ECC support?

I’ll agree with you on that but it is as you mentioned, it maybe be slight or marginal. For casual users, I think data security on SSDs are more of a concern or at the forefront.

2 Likes

And how can you ensure that, if every single bit going to the SSD must go through the maybe failure inducing non-ECC RAM? How to even detect such errors?

I have collected lots of data over the years and there are at least dozens of files I have seen with some kind of corruption (most easily found in compressed video/images). I have not found such a file from the timespan where my NAS has used ECC yet.
That might have been software bugs, disk errors, file system shenanigans or any number of causes but I take the added safety of ECC for the 10% to 20% additional cost on RAM any day over not even being able to discover errors at all.

My NAS is currently a cheap Intel Celeron on a workstation chipset mATX board, that whole system without disks cost me roundabout 250€ years ago. There is no way I’m going back to non-ECC on anything that runs longer than a few hours at a time.

3 Likes

I guess there is some (a lot?) more cost in testing the whole platform (all possible combinations CPU, MB, RAM) to guarantee correct functioning of it. Plus added support costs due to more support requests of people not knowing how it works.

1 Like

If you had read what I linked in my post, you would have seen that AMD likely didn’t do any of that with their Ryzen CPUs, and just left support there. Hence the “unofficially supported”.

3 Likes

On a NAS where the whole point of is it to reliably store data does ECC have the strongest argument for it. My point was more so on SSDs failure rates in laptops as you usually only have 1 drive in it.

2 Likes

Actually the point was not really the safety of data on the SSD but the way it gets there.
Every time you use read/use/store any data on your SSD it moves through your RAM. If that RAM causes undetectable errors and the errors are not in critical code paths you won’t know the data is now broken. The SSD will store that broken data happily and will do its best to ensure it stays exactly the way it was transfered to the SSD.

I agree that the impact on a NAS is probably bigger since it often serves multiple users and stores more data. But in principle this applies to anything storing and working with any data.

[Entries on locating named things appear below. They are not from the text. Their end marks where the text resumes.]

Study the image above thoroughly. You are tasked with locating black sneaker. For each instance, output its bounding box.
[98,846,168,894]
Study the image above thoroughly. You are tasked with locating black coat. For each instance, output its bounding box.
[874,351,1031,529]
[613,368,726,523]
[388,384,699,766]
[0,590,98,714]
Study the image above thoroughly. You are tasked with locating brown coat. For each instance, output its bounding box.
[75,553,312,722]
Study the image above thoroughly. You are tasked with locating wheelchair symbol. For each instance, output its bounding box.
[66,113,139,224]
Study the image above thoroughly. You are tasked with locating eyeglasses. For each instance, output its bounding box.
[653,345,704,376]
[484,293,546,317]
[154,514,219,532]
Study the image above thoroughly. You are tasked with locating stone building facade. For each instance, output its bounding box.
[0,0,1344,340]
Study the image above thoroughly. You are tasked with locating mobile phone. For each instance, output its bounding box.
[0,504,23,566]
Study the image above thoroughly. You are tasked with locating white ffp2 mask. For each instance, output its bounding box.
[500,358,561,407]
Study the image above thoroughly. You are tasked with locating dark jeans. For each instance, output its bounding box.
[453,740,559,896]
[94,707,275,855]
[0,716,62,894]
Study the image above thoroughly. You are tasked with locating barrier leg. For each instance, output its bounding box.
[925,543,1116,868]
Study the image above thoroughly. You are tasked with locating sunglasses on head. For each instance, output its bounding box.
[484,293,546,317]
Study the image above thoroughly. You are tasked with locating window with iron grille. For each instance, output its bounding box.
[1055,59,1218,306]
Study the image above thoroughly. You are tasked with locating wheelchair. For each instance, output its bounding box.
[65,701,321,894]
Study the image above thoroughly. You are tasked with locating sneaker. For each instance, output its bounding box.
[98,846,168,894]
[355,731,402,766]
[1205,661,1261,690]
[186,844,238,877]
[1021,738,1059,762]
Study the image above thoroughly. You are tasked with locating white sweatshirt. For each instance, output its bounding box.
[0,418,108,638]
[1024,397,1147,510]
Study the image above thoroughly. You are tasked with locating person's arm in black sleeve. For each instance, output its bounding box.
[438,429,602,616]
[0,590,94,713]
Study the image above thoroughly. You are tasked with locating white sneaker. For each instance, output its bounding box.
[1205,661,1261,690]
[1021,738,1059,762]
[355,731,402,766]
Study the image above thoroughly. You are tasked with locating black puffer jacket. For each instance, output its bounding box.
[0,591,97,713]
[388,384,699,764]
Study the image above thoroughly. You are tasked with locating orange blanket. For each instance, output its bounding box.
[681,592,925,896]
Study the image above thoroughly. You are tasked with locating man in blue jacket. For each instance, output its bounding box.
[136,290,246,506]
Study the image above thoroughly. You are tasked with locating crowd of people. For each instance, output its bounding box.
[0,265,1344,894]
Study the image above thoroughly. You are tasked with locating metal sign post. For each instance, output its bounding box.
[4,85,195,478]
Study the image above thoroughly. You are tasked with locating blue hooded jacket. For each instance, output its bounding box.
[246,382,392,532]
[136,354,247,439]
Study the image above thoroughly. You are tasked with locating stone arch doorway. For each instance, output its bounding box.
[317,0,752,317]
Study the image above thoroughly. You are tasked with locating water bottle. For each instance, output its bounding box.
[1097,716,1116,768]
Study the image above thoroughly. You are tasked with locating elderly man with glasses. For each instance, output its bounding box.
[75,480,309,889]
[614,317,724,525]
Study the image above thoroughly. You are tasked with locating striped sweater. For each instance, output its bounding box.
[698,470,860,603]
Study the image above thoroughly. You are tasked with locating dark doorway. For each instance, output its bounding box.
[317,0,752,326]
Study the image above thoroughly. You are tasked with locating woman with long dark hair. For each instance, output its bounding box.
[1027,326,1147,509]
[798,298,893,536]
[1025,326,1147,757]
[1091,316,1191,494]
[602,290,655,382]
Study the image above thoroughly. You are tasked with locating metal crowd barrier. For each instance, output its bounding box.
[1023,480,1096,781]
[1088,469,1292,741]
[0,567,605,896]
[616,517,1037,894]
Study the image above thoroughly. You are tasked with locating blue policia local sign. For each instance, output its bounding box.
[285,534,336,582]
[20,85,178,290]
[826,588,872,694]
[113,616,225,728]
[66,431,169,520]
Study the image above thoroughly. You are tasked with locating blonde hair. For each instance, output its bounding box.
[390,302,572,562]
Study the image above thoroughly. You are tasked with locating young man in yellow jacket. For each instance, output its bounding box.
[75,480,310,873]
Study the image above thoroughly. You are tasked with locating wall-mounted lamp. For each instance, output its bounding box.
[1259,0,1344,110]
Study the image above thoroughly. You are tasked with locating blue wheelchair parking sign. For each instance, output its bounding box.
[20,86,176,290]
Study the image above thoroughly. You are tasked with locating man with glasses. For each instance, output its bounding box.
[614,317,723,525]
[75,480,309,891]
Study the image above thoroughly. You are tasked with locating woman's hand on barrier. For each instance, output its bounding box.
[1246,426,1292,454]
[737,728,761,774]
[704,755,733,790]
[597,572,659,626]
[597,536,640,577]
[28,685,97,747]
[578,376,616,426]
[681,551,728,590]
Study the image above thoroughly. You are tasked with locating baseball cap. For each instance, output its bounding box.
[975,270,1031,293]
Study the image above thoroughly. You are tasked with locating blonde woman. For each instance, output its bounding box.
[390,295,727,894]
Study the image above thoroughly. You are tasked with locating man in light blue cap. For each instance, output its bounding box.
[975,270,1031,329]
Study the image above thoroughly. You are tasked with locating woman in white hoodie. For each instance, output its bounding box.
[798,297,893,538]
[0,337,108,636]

Actually thinking about it, Laptops often have also really long between reboots because they live a lot of their time in standy with the RAM powered. Errors can accumulate over time this way and the probability of hitting relevant data grows.

4 Likes

You’re right, didn’t read so far.
TBH I didn’t even know we’re talking about unofficial support rather than official :see_no_evil:

1 Like

There will be some cost incurred by supporting ECC (for OEMs, not AMD). At least the additional traces on the board are needed to be considered in board design and a bit of initialization code in the BIOS must be implemented. Some additional settings (on/off, scrubbing) are usefull too, but not really required. If the support is unofficial/just enough to get it working I suspect the cost could be quite low but that is pure speculation on my part.

1 Like

DDR5 is a marked improvement - it’s got built in data checking that’ll correct single bit errors on the memory module for the first time.

1 Like

DDR5 needs the internal on-die error checking to counter the negative effects of higher speeds and smaller structure sizes.
This on-die ecc does NOT allow for detection/logging of errors and was also used in some late production DDR4 memory to get it usable. DDR5 just made it standard and “marketable”.

DDR5 actually improves ECC on UDIMMS by allowing 8 bits of parity for each sub channel. This means 8 bit parity per 32 bit data instead of 8 bit for 64 bit data as it was for DDR4. This is optional for UDIMMS, both is possible. SO-DIMMS AFAIK only support 4 bits per sub channel.

9 Likes

Whoops! It was late, and my tired brain completely missed that.

1 Like

In my years of advising hardware purchases (~1k users), ECC has never been important to almost all of them. I’m surprised this community values ECC this much.

1 Like

People who understand computers, understand how important ECC is. Sure it may not be an issue for your gaming PC to crash once a week or so, but ECC would prevent that and allow you to know the cause.

6 Likes

ECC can’t prevent Windows or drivers crashing by itself, which is the source of most Windows-related BSODs. ECC also can’t prevent straight-up hardware failure that’s not on RAM.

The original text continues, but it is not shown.